Der Song ist unterste Schublade. In holprigen Reimen, die so wehtun wie Quallenstiche, besingt das deutsche Duo DJ Robin & Schürze in seinem Ballermann-Song eine «Layla». Sie ist eine Prostituierte. «Ich hab 'nen Puff, und meine Puffmama heisst Layla, sie ist schöner, jünger, geiler», heisst es im aktuellen Sommer-Kracher. Das geht nur mit einem Kübel Sangria runter.

Was ist bloss aus dem guten alten Sommerhit geworden, fragen sich nicht nur Schöngeister. Musikpublizist Jens Balzer (53) ortet beim Party-Song «Layla» musikalisch «einen ornamentlos modellierten Bumsbeat» und stellt die Frage, ob die junge Generation den Sexismus aus den Köpfen verbannt hat.

Trotzdem: «Layla» ist in diesen heissen Tagen der meistgestreamte Song in Deutschland – seit vier Wochen liegt er auf Platz eins. Und in der Schweiz knallte «Layla» von Platz 75 auf Rang 5. Klingt besoffen, ist aber so: Der Song für ein randvolles Publikum hat das Zeug zum Sommerhit.

«Wir spielen diesen Song trotzdem nicht. Weder auf einem Energy-Radiosender noch bei Schlager Radio», hält Energy-Chef Roger Spillmann gegenüber SonntagsBlick fest. «Wir distanzieren uns zudem in aller Deutlichkeit von diffamierenden Themen wie Sexismus und Rassismus.» Der Song figuriert auch nicht auf den Playlists der verschiedenen SRF-Radios. «Der Song passt nicht in unser Programm», sagt SRF-3-Musikchef Michael Schuler. Nicht einmal auf der Schlager-affinen SRF Musikwelle läuft der Titel, «da diese Art von ‹Pop-Dance-Schlager› nicht ins Profil passt».
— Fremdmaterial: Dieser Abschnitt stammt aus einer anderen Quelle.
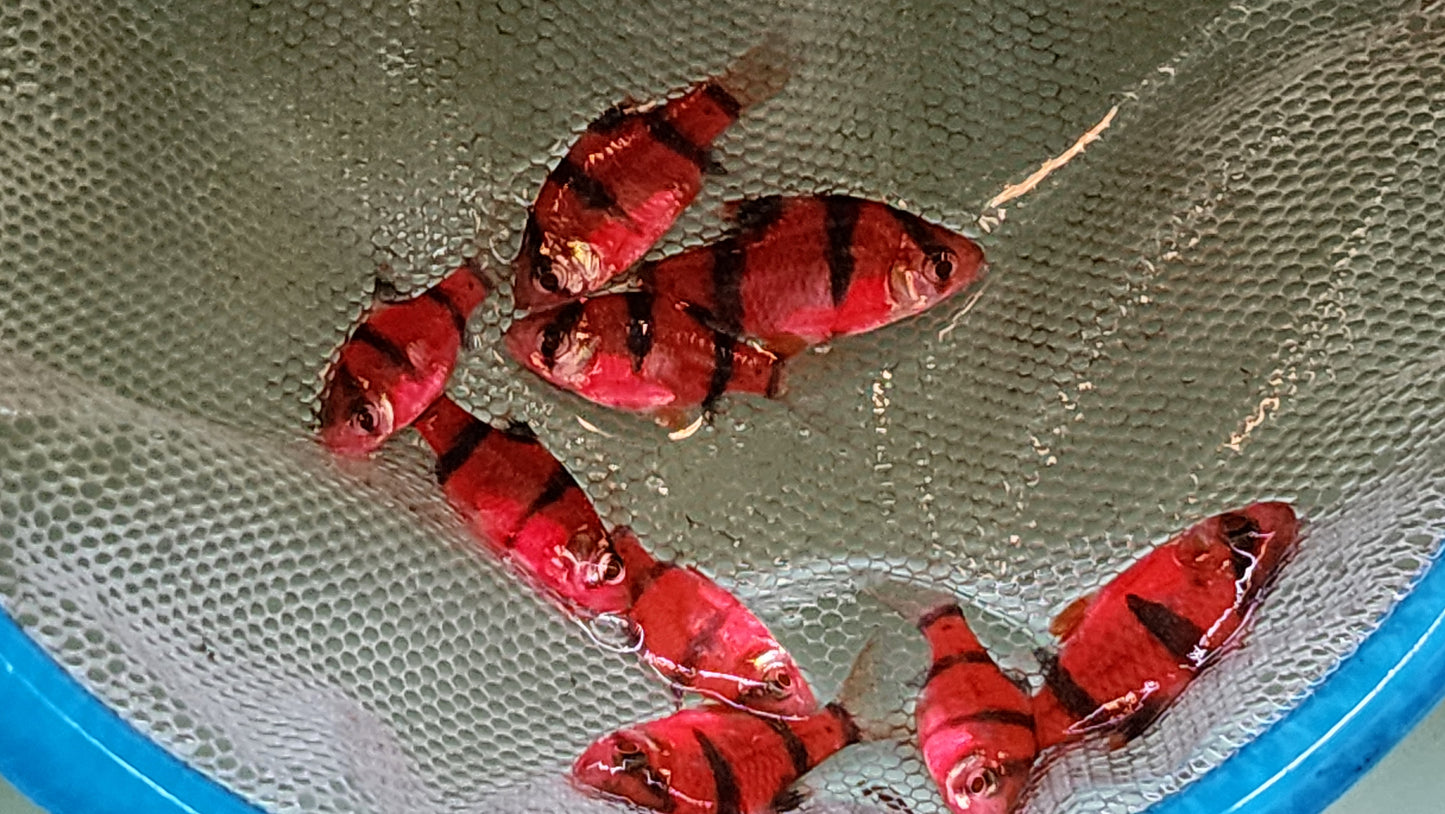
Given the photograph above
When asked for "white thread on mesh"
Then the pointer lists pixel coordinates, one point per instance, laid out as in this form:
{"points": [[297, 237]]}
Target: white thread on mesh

Verändertes Reiseverhalten beeinflusst den Musikgeschmack

Mit Wehmut erinnern wir uns an unvergessliche Sommerhits zurück, die Sehnsüchte nach Italien weckten und zu Evergreens wurden: «Ti amo» (1977) von Umberto Tozzi (70), «Carbonara» von Spliff (1982) oder «Adesso tu» von Eros Ramazzotti (58) aus dem Jahr 1986 gehören dazu. «Aber die Zeiten, als Familien im Kollektiv mit dem Auto an die Adria fuhren und sich mit lokalen Radio-Sendern einstimmten, sind halt vorbei», stellt der Schweizer Musikpromoter Rolf Schlup fest. Die Identifikation mit dem Ferienland ist viel geringer geworden. «‹Layla›» ist ein Song, der vom Party-People mit viel Alkohol aufgesaugt wird. Schon morgen ist die Flasche leer.»
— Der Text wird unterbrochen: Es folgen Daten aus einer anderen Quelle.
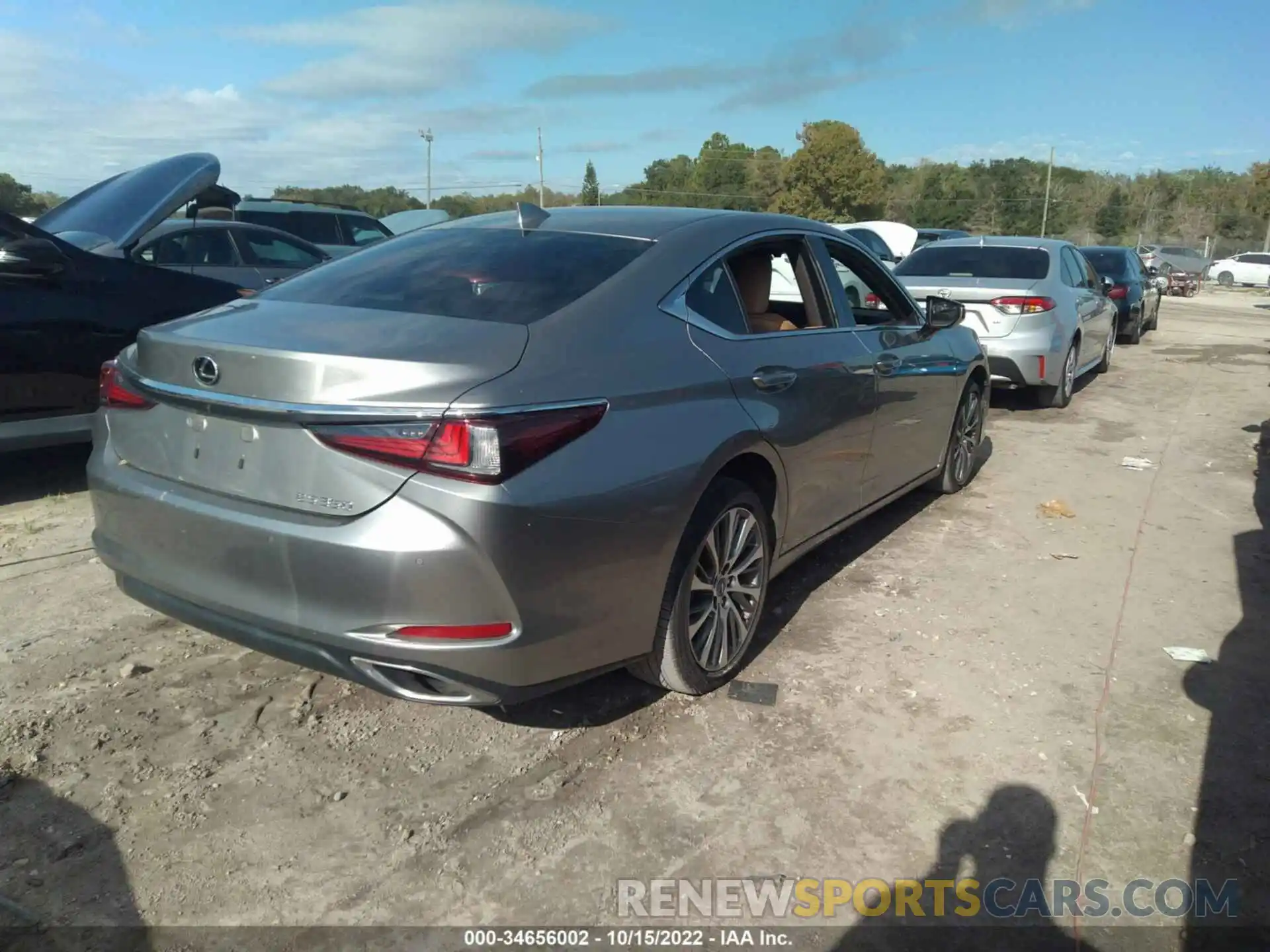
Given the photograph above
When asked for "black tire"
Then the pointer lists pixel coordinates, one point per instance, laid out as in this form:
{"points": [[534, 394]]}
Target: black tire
{"points": [[1105, 364], [967, 434], [673, 662], [1058, 397]]}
Die Musik sei schnelllebiger geworden. Alles spiele sich in Sparten ab. «Die jungen Leute nehmen im Flieger das Handy raus und konsumieren ihren eigenen Sound», so Schlup, der seit 45 Jahren im Geschäft ist.

Der grösste Sommerhit aller Zeiten kam 1970 zur Welt. Mit dem Feel-Good-Song «In The Summertime» schuf der Brite Ray Dorset (76) mit seiner Band Mungo Jerry eine Perle für die Ewigkeit. 40 Millionen Mal wurde er verkauft – nur «White Christmas» von Bing Crosby (1903–1977) war erfolgreicher. Mungo Jerrys «Tsch-tsch»-Sound wirbt dieses Jahr auch für Grilladen des Grossverteilers Coop. Das von Dorset entfachte Feuer lodert noch immer.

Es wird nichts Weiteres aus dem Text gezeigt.